In our empirical study, we consider U.S. panel data consisting of 9 financial and 13 macroeconomic monthly observable indicators. The nature of indicators suggests the consideration of two separate dynamic factor models. We also treat a joint dynamic factor model for all indicators. Estimated factors from the considered DFMs are used to model returns of 35 industrial stocks from S&P500. Then, factors’ predictions from different models spanning almost 11 years are employed for portfolio optimization in the mean-variance framework.

Our main contribution is a performance improvement of portfolios based on DFMs. For this, we propose to capture the dependence structure of filtered factors from DFMs with a COPAR model. This allows us to sample factor forecasts from the estimated COPAR model conditionally on past values of estimated factors. The gained factor predictions are then utilized to construct an optimal mean-variance portfolio. Thus, we compare the COPAR-based portfolio with two portfolios derived from DFMs, as well as with the classical mean-variance approach utilizing empirical means and covariance matrices. For the considered panel data and industrial stocks, we observe the outperformance of the COPAR portfolio in terms of the total return, the Sharpe and Omega ratio. The superiority of the COPAR-portfolio in terms of the Sharpe ratio is even statistically significant for several portfolio comparisons.
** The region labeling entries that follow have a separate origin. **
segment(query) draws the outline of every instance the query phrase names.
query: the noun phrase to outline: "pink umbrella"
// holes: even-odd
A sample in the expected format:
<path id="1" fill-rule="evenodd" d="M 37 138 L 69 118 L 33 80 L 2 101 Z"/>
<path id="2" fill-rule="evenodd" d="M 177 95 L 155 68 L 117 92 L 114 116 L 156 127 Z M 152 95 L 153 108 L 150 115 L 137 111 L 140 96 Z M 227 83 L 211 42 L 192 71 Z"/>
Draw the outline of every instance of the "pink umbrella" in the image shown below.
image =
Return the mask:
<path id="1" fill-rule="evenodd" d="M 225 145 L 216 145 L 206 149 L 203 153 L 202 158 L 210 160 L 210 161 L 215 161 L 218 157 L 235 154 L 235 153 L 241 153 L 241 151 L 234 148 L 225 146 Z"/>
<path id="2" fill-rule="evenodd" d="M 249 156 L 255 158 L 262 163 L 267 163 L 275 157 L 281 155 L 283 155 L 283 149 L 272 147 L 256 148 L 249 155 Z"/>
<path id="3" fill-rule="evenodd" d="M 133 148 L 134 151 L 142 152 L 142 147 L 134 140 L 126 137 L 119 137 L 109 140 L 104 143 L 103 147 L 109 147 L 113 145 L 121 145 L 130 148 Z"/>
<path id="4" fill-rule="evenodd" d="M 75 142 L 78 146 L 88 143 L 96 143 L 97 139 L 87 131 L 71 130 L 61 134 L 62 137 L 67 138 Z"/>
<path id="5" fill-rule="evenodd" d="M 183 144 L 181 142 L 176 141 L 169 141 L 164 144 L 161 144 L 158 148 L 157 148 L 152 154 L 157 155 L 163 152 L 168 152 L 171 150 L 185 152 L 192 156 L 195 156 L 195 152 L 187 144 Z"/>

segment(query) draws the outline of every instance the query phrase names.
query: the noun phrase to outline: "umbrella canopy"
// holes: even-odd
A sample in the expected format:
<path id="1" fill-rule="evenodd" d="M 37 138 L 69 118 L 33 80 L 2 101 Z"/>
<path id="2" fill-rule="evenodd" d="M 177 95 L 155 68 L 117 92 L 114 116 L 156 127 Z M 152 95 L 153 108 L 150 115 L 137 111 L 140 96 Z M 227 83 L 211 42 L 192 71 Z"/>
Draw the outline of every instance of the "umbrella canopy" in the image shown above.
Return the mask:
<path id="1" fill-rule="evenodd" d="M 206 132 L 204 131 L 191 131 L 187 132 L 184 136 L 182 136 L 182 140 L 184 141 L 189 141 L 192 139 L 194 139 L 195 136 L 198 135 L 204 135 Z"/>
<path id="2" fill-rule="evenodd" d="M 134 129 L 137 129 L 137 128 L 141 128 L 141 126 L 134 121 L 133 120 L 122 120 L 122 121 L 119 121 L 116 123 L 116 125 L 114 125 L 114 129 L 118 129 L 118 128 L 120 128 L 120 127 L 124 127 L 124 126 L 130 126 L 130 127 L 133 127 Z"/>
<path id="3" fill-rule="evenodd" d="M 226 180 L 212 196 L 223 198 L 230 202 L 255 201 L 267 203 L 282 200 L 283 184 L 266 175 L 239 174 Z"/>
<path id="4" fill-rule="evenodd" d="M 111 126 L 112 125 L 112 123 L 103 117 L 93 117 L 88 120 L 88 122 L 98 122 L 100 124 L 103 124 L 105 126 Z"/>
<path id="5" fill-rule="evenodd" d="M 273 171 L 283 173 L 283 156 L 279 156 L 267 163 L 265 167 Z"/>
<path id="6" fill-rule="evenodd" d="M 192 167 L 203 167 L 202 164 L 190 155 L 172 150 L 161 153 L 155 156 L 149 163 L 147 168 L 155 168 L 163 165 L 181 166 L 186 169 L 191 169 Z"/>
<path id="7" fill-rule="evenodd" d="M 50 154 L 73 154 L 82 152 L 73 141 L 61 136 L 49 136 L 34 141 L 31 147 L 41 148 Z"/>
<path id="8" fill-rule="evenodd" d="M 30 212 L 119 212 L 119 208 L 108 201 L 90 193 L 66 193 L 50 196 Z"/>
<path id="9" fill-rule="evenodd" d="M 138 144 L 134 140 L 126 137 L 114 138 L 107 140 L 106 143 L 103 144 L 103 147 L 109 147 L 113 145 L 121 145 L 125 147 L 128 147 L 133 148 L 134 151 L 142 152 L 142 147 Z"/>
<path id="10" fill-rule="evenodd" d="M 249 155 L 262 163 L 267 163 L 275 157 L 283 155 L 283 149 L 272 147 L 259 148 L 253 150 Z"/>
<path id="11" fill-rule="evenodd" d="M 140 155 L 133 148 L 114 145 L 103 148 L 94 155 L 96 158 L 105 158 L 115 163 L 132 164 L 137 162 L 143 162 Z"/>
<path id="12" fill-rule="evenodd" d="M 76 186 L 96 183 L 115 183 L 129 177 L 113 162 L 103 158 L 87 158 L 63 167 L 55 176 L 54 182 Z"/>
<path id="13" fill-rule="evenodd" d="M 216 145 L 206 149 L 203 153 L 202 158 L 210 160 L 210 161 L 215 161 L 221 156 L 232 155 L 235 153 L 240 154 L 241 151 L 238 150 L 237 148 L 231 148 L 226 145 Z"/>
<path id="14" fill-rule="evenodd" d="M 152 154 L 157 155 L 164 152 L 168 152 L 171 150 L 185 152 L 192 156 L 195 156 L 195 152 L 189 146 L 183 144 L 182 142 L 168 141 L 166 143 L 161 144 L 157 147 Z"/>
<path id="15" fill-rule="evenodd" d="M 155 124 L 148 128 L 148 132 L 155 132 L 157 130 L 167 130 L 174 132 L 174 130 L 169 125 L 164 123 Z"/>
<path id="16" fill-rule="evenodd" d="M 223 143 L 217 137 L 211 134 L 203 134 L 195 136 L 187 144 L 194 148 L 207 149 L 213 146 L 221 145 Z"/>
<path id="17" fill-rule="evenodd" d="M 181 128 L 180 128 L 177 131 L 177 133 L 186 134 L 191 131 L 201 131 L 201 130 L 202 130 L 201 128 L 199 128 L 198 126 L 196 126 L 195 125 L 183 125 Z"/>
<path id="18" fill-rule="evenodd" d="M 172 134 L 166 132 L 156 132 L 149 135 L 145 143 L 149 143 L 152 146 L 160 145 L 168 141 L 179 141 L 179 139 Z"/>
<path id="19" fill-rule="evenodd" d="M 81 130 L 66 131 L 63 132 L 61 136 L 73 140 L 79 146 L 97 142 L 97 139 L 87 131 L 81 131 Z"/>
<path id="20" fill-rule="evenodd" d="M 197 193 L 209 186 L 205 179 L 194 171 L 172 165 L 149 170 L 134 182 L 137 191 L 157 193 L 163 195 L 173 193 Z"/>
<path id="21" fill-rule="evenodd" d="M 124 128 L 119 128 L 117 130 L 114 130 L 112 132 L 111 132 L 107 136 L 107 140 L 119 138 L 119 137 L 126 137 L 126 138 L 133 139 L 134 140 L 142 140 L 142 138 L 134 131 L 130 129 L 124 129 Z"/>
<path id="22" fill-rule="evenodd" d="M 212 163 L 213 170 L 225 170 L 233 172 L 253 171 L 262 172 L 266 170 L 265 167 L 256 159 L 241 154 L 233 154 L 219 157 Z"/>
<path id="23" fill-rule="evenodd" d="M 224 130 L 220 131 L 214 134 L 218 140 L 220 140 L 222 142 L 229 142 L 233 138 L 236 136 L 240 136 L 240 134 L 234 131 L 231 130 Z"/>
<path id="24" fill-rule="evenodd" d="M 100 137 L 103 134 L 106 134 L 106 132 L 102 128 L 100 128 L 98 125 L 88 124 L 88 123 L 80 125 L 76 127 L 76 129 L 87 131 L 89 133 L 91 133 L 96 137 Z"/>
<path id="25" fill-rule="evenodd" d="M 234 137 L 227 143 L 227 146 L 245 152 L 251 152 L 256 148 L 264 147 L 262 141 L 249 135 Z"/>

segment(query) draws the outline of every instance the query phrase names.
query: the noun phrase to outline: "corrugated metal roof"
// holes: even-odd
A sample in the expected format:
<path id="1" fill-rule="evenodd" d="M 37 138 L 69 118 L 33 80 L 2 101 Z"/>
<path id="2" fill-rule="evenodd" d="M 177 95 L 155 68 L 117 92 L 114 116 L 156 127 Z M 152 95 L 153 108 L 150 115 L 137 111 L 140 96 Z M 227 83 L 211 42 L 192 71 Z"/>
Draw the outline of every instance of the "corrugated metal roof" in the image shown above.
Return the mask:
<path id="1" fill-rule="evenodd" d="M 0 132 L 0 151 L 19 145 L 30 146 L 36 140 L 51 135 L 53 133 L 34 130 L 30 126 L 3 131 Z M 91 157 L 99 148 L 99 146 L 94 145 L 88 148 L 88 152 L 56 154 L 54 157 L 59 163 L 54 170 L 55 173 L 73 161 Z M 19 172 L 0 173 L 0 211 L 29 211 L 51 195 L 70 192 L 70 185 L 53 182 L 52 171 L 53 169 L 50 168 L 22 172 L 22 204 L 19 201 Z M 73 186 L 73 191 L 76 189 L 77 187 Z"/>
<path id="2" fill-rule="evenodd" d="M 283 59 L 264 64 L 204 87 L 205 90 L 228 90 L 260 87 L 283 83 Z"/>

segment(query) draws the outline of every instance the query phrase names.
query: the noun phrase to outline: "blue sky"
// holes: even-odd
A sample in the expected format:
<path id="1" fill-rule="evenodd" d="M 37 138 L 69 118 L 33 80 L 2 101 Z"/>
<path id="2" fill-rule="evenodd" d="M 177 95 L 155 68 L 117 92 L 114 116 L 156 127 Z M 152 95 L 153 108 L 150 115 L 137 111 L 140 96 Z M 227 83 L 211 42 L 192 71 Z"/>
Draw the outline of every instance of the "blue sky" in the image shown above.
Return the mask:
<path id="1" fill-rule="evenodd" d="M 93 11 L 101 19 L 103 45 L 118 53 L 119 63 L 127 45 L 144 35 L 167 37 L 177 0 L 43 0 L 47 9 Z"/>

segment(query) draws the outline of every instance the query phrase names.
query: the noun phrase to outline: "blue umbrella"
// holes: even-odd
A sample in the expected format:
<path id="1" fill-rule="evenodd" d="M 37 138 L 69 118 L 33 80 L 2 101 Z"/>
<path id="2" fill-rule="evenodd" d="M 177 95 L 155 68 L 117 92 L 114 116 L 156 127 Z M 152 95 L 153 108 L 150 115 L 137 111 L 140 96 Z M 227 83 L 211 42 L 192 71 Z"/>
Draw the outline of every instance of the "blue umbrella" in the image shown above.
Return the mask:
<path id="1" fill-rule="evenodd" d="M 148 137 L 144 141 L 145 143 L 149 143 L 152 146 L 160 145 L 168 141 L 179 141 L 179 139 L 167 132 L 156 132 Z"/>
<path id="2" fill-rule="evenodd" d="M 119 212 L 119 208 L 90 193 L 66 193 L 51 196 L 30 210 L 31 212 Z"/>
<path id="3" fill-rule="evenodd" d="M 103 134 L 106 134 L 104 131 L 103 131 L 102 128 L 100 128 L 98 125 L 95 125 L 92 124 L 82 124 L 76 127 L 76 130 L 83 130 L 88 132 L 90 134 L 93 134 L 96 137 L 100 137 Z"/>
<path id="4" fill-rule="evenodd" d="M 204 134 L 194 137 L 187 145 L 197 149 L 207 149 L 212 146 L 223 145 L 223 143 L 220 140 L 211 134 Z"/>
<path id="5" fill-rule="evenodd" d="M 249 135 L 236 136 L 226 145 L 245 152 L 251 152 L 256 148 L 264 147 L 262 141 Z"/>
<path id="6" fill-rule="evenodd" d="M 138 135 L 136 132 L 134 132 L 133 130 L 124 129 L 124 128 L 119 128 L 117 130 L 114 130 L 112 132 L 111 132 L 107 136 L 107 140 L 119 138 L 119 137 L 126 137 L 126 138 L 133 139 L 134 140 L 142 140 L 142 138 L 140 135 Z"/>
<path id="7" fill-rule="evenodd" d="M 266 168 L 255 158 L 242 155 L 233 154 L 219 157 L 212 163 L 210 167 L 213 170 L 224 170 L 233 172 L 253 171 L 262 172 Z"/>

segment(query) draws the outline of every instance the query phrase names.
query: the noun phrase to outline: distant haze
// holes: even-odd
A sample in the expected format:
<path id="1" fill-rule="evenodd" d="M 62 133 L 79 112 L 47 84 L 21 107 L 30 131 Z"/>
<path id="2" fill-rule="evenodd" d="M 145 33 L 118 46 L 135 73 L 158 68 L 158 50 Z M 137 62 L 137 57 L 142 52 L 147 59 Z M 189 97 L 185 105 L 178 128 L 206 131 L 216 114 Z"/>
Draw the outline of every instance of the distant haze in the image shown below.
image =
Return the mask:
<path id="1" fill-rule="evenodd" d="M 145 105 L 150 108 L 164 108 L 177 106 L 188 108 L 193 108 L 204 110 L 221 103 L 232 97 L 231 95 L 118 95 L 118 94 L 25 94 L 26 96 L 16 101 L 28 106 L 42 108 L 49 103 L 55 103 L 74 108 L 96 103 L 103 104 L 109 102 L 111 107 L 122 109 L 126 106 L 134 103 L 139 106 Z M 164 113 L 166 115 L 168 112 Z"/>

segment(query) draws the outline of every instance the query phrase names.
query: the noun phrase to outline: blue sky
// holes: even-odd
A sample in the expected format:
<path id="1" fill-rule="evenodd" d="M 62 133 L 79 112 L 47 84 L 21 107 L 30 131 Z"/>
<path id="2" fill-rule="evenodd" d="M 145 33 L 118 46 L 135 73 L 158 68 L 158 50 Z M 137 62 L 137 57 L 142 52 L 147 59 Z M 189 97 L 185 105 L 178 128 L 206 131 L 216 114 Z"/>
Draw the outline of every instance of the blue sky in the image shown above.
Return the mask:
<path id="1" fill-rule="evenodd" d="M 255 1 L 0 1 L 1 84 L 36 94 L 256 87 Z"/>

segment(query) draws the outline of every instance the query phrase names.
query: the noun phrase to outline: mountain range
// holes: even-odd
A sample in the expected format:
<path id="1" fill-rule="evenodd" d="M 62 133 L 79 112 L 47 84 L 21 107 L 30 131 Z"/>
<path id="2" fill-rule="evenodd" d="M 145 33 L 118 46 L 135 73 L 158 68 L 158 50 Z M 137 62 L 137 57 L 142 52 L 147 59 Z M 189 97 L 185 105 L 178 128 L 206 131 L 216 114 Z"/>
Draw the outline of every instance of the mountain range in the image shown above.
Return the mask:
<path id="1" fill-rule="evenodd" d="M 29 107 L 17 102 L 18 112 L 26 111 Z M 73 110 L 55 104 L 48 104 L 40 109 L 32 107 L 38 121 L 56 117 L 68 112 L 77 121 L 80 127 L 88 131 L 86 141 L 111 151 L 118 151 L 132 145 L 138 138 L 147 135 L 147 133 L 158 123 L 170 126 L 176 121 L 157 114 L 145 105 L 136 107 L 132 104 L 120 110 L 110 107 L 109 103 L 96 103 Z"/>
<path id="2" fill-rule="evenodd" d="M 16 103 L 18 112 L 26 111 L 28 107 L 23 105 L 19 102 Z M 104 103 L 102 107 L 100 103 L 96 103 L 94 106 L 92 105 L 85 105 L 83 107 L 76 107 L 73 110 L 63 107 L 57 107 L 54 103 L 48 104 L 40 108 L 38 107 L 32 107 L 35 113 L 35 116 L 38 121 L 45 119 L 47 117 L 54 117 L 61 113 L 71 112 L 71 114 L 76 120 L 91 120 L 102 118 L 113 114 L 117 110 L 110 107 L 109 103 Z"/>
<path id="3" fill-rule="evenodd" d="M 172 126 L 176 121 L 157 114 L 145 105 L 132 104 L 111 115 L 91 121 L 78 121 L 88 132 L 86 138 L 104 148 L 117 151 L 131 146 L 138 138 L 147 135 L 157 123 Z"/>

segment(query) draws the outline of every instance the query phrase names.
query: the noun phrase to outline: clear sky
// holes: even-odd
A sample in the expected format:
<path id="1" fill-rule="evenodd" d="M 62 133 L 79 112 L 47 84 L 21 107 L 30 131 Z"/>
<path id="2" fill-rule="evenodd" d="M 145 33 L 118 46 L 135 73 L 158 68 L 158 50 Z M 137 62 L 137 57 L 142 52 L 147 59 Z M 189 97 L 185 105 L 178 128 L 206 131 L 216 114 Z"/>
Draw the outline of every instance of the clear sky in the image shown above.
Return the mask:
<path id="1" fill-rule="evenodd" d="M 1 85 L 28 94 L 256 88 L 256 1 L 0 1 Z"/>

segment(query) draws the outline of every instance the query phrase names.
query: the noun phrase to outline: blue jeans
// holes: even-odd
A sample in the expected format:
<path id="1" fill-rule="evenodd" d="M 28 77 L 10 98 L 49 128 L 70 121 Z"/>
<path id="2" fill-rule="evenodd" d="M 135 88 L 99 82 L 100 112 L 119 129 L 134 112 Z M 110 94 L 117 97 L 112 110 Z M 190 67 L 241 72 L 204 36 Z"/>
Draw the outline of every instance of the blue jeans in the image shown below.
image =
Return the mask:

A possible improvement of the proposed approach is its extension with a model selection criterion for a general R-vine, which best captures the cross-sectional and temporal dependence. Thus, one departs from the COPAR model and generalizes it as well as the copula based multivariate time series models of Beare and Seo (2015) and Smith (2015). In general, one can completely revise our approach and alternatively develop dynamic versions of copula factor models as proposed by Krupskii and Joe (2013) and Oh and Patton (2017) for iid data. The first methodology in this direction is provided by Oh and Patton (2016), who capture cross-sectional dependence with time-varying copulas. These points are the subject of further research.

Acknowledgments

The authors want to thank the editor and the anonymous reviewers for their very helpful suggestions, which contributed essentially to the improvement of our manuscript. We are also obliged to Eike Brechmann, who kindly provided R-code for COPAR model, which served as an inspiration for computer implementation of this paper. Franz Ramsauer gratefully acknowledges the support of Pioneer Investments during his doctoral phase. Eugen Ivanov gratefully acknowledges the support of Deutsche Forschungsgemeinschaft during his doctoral phase. The authors also express gratitude to Leibniz-Rechenzentrum for providing computational resources and assistance.

Author Contributions

Eugen Ivanov, Aleksey Min and Franz Ramsauer analyzed the data, constructed the model and designed the estimation procedure. Asset allocation procedure based on dynamical factor models is proposed by Franz Ramsauer. Eugen Ivanov and Franz Ramsauer performed the complete computational implementation. All three authors wrote the paper.

Conflicts of Interest

The authors declare no conflict of interest. The sponsors had no role in the design of the study, in the collection, analyses, or interpretation of data, in the writing of the manuscript, and in the decision to publish the results.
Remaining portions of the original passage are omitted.